[The Month That Was]
by Franck Barthelemy
A businessman donated a Rs 880 Crore art collection to a museum just a few days ago. 1463 works from 350 artists.
I can already hear the 'WOWs' and 'HUMPHs' and a volley of questions: what collection? Which museum? Who is this guy? Unfortunately, let me disappoint you, the miracle did not take place in India. Dr Uli Sigg, the 66 year old Swiss national and famous collector of Chinese contemporary art, just decided to share most of its collection, the largest and most comprehensive one in the world, and above all, his pleasure with the future Museum Plus (M+) in Hong Kong to open in 2017. Ai Weiwei, Zhang Xiaogang, Wang Guangyi, Wang Keping, Ding Yi, Fang Lijan and many others' works produced between 1979 and 2009 will permanently be exhibited in the sixty thousand square meters building of the new West Kowloon cultural district. "This is my contribution to enable these artists to have a space with M+ where they will communicate with an international audience, and where they will meet with a Chinese public". Dr Sigg started collecting Chinese art in the 1990s when he thought no one was paying attention to the revolution that was happening in China. From a hundred to a thousand dollars is what he paid for most of his works. His intent was to document the fast moving art scene and acquire representative works. Lars Nittve, the M+'s director said he got a "readymade museum's collection". Is there anyone to follow Digg's path in India?
In June, Shanthamani Muddaiah shared with her Bangalore audience her Ganga stories in Reflections. She once rented a boat and followed the flow of the river for a few weeks. She observed the banks. She felt the water. She intensely explored the relationships between the river, the humans and the nature. Besides memories, she came back with hundreds of photographs, videos and installations. At some stage of her journey, she also felt the necessity to perform with the natural elements offered by the river and her surroundings. Shanthamani's exhibition is a multidimensional journal where she records her one-to-one experience with the river be it physical, intellectual or spiritual. It gives the viewers many an opportunities to step back and think. In front of Wind Unwind, an outsized spine made of charcoal spread on the floor, one can reflect on the cruelty one endures and one makes endure in our everyday life, perhaps how one can burn out. The viewers can make a parallel between life the vital spine symbolizes, and death represented by the burnt wood. The viewers can be absorbed by the videos and the constant immutable flow of the river they showcase: come what may, the river will gobble up, digest, transform and give back, like a living creature. The show can surely cool your mind!

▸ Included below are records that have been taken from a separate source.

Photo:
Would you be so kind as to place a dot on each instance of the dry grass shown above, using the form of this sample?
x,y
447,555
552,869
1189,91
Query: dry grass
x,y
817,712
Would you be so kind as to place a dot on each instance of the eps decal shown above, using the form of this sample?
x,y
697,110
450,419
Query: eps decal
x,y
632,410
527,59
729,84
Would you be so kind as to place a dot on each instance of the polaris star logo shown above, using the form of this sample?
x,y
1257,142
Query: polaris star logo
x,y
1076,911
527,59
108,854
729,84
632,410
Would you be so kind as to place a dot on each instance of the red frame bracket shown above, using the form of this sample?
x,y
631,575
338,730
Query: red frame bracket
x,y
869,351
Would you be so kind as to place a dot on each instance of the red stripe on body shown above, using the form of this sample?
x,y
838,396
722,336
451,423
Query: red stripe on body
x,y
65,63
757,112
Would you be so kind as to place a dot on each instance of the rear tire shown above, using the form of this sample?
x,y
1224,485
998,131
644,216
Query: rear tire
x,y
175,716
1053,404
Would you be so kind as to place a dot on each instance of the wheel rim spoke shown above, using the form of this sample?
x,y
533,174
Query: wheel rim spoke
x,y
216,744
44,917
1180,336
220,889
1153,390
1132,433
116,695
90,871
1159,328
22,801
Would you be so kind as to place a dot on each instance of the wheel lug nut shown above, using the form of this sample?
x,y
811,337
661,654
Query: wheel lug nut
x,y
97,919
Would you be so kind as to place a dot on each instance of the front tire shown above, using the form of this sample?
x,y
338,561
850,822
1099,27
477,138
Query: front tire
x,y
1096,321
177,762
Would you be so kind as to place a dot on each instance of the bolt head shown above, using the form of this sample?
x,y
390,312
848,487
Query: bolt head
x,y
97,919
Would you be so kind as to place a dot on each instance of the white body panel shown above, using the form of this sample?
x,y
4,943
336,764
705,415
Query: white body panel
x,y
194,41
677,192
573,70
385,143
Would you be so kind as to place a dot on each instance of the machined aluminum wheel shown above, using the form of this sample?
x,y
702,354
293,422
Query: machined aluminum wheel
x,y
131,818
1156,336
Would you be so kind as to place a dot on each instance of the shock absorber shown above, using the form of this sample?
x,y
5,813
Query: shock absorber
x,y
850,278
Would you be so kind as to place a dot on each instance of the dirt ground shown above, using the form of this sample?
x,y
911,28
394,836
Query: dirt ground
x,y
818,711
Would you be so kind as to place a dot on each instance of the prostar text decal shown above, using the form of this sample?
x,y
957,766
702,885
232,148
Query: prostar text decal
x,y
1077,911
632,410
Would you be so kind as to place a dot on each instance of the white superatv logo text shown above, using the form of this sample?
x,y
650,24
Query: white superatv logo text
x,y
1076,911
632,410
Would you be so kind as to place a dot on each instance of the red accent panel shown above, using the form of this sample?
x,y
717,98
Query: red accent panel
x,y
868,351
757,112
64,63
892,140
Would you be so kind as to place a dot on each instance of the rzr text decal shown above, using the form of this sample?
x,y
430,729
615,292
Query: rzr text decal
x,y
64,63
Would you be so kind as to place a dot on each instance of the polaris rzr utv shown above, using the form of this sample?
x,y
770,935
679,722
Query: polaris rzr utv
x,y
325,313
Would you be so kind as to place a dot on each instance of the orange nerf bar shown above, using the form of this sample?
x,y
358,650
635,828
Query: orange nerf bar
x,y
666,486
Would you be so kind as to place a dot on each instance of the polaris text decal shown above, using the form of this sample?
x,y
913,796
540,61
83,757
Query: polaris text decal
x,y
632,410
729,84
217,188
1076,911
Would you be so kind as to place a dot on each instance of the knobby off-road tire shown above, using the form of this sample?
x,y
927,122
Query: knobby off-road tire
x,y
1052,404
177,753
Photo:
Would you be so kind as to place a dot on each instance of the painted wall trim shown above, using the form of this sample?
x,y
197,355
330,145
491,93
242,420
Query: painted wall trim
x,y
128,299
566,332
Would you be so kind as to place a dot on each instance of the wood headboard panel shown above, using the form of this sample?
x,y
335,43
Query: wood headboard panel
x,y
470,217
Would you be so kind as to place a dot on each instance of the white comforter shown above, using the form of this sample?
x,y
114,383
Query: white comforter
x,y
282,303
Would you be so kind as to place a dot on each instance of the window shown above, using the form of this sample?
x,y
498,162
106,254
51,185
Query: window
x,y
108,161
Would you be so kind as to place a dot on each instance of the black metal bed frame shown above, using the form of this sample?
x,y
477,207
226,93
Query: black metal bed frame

The National Gallery of Modern Art brought to us Ramkinkar Baij - a Retrospective curated by sculptor K.S Radhakrishnan. Ramkinkar was a pioneer abstract sculptor, perhaps the first one in India. He was also a painter. Energy and joy are the features of his practice. Whether paintings or sculptures, there is a tangible movement in his works, a dynamism the viewers can feel. His works reflect the artist's freedom and independence. For Ramkinkar, there was no border to creation. The retrospective, on till mid-August, explores the artist's practice cleverly. An exhibition not to miss!
Right Lines organized Complex Machinery Confused Minds, an exhibition of paintings by Francis Desouza. In his 50s, the Goa based figurative artist has always been inspired by his direct surroundings his memories of the hippy capital. His canvases are colourful and light, perhaps very descriptive of the Goan way of life.
The Tasveer Foundation brought to us Prof. Jyotindra Jain for a lecture on Murals and Collages of Shekhavati. The traders from Haryana who set up base in the Rajasthan region in the early 19th century built palatial houses before moving to Calcutta. Their Shekhavati houses became holiday mansions decorated with a unique mix of Indo European colonial style: a dose of sacredness, a bit of eroticism and a touch of modernity.
Comics at Gallery SKE with the Flaneur in the city. Appupen, EP Unny and Gokul Gopalakrishnan created graphic stories and took the viewers through the streets of Kochi and Bangalore. They give us their count of our everyday urban tales in black ink on paper. We sometimes feel a bit of romanticism. We are sometimes submerged by black humour. We always enjoy the sharp lines of the artists.
The Alliance Française celebrated the now world famous Fête de la Musique started in France 30 years ago. Every year on 21st of June, the day of the summer solstice in the Northern Hemisphere, amateur and professional musicians share their music and enthusiasm in the streets and concert halls, in the homes and museums, everywhere there is an audience. It is a night of follies and little sleep. Classical music, jazz, rock, hip-hop and many other styles of music provided moments of happiness! Hats off to the organizers.